La position des plaignants est bien connue: ils contestent la légalité de l’annulation des obligations en faisant valoir que les conditions nécessaires, telles que stipulées dans les prospectus d’émission des obligations AT1, n’étaient pas remplies le 19 mars 2023. Les fonds propres déclarés par Credit Suisse, confirmés par les autorités, n’étaient jamais tombés en dessous du seuil critique déclenchant l’annulation contractuelle des obligations. De plus, après l’injection de 50 milliards de francs par la Banque nationale le 15 mars 2023, Credit Suisse disposait d’une liquidité suffisante.

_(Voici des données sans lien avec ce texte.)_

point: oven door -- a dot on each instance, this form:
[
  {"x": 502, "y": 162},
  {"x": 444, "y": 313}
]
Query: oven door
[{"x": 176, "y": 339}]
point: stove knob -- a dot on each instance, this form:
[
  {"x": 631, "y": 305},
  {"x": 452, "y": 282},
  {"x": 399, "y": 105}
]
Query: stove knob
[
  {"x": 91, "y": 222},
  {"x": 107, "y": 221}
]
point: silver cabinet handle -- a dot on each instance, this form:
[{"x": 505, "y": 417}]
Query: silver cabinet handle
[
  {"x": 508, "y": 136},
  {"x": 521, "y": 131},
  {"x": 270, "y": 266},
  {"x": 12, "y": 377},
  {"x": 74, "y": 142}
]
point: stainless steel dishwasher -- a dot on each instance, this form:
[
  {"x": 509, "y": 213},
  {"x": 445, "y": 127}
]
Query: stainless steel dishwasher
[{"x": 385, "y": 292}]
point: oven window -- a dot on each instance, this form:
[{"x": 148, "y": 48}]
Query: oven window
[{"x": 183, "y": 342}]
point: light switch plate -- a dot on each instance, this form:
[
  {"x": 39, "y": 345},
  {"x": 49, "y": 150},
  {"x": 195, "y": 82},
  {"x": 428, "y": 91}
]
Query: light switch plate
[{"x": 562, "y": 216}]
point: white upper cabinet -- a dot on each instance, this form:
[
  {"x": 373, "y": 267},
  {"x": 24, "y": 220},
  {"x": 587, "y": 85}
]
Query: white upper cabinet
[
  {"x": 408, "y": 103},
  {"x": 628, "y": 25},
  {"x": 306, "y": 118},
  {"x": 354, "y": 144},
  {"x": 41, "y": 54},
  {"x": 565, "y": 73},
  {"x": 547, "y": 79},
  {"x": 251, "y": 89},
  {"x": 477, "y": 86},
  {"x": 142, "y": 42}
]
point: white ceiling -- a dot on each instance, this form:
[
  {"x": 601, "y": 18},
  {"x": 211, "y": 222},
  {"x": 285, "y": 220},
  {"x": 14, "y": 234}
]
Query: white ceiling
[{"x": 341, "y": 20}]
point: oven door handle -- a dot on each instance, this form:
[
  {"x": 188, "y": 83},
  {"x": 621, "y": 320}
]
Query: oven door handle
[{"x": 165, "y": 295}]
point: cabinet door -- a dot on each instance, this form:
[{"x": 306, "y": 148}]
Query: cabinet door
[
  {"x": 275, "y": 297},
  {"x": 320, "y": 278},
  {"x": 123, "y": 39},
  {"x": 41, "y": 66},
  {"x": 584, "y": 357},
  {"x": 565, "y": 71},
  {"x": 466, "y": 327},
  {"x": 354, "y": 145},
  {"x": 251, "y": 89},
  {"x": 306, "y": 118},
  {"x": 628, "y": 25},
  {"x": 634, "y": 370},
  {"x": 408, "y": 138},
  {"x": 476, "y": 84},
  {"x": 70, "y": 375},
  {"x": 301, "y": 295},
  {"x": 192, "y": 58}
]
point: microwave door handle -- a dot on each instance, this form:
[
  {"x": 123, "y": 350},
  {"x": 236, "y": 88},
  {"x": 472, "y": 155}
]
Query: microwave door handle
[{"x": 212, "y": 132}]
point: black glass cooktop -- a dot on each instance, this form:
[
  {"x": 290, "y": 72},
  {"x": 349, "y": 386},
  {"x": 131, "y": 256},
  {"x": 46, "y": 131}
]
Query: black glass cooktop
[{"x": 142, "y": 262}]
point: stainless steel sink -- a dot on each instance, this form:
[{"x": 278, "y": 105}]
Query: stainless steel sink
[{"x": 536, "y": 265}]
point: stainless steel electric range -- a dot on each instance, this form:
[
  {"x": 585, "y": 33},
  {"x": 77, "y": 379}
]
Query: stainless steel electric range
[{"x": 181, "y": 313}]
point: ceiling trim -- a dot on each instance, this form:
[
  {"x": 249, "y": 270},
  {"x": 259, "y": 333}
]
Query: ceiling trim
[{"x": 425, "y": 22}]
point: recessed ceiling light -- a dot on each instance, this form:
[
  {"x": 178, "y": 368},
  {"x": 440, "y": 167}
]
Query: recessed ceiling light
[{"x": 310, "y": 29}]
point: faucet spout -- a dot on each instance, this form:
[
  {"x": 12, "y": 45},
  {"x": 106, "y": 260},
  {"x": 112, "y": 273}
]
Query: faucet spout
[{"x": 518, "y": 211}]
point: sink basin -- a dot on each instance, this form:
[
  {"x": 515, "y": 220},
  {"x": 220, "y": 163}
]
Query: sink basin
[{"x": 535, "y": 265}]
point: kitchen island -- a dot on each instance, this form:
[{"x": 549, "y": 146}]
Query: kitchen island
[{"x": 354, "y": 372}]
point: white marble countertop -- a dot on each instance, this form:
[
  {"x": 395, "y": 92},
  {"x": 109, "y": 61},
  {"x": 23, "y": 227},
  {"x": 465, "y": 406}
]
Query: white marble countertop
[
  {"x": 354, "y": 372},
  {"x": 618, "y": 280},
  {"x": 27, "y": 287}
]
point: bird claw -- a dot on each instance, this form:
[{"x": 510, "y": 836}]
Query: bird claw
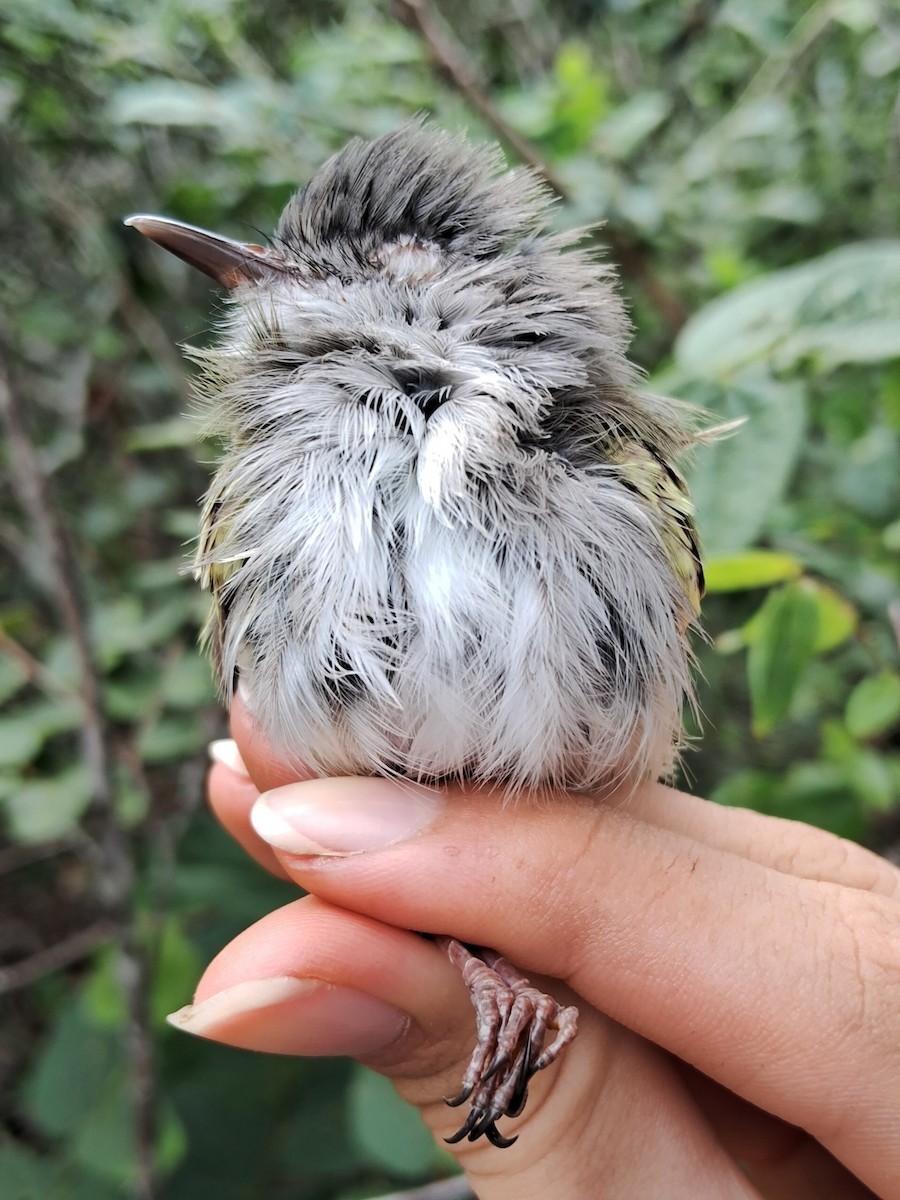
[{"x": 511, "y": 1020}]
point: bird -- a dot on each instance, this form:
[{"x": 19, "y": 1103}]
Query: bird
[{"x": 447, "y": 539}]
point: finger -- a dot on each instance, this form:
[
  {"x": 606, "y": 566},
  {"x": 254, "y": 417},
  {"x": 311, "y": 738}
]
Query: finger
[
  {"x": 783, "y": 1161},
  {"x": 741, "y": 970},
  {"x": 787, "y": 846},
  {"x": 267, "y": 768},
  {"x": 313, "y": 979},
  {"x": 232, "y": 793}
]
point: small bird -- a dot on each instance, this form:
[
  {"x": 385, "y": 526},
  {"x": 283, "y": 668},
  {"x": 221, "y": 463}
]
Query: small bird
[{"x": 447, "y": 539}]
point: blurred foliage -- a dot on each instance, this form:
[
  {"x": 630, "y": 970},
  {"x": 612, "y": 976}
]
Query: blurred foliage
[{"x": 745, "y": 156}]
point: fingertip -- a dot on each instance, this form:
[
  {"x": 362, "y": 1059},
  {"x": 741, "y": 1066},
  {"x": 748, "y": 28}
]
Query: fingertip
[{"x": 262, "y": 762}]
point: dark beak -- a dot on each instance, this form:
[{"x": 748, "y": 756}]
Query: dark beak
[{"x": 229, "y": 263}]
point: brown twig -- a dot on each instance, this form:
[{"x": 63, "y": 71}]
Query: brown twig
[
  {"x": 450, "y": 60},
  {"x": 33, "y": 669},
  {"x": 115, "y": 871},
  {"x": 71, "y": 949}
]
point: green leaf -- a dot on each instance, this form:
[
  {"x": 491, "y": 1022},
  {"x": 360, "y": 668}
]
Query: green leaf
[
  {"x": 43, "y": 809},
  {"x": 873, "y": 780},
  {"x": 24, "y": 732},
  {"x": 737, "y": 481},
  {"x": 389, "y": 1131},
  {"x": 178, "y": 969},
  {"x": 780, "y": 652},
  {"x": 76, "y": 1053},
  {"x": 25, "y": 1175},
  {"x": 838, "y": 618},
  {"x": 175, "y": 432},
  {"x": 172, "y": 738},
  {"x": 874, "y": 705},
  {"x": 839, "y": 309},
  {"x": 749, "y": 569}
]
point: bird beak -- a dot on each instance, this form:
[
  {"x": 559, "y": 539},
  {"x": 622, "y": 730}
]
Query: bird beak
[{"x": 229, "y": 263}]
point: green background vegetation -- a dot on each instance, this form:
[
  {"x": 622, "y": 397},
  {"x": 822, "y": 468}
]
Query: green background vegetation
[{"x": 745, "y": 159}]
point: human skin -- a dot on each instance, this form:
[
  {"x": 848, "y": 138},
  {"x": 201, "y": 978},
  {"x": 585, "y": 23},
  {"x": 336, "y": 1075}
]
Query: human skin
[{"x": 737, "y": 976}]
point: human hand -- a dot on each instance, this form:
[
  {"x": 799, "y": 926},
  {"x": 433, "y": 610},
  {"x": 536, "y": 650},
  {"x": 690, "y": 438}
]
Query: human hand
[{"x": 737, "y": 977}]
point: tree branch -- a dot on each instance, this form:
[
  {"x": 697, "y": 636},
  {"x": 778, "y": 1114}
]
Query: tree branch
[
  {"x": 71, "y": 949},
  {"x": 115, "y": 871},
  {"x": 450, "y": 60}
]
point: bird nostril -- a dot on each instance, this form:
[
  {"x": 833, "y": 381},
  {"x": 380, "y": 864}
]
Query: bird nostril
[{"x": 427, "y": 388}]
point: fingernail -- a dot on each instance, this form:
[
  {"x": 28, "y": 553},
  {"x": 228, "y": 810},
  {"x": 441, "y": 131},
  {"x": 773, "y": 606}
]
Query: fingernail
[
  {"x": 295, "y": 1017},
  {"x": 227, "y": 753},
  {"x": 343, "y": 816}
]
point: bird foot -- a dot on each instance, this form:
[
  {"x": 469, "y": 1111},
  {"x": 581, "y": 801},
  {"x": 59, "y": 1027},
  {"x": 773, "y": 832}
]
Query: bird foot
[{"x": 511, "y": 1019}]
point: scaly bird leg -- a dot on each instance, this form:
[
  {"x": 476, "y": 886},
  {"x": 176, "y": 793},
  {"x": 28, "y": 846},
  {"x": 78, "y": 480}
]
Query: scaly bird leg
[{"x": 511, "y": 1019}]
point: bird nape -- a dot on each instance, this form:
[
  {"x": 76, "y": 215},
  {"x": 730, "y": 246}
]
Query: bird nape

Les plaignants demandent donc l'annulation de la décision du 19 mars prise par la Finma. De son côté, l’Autorité de surveillance des marchés financiers a souligné que le soutien étatique accordé à CS avait rendu nécessaire l'annulation totale des obligations AT1 et permis de renforcer les fonds propres de la banque. Les arguments des parties en litige peuvent sembler des subtilités aux oreilles des non-initiés. Après tout, ces jours de mars ont été marqués par un chaos total sur la place financière suisse, et personne ne contestera que de nombreux clients effrayés ont fermé leurs comptes chez CS pour transférer leur argent dans une autre banque en quête de sécurité.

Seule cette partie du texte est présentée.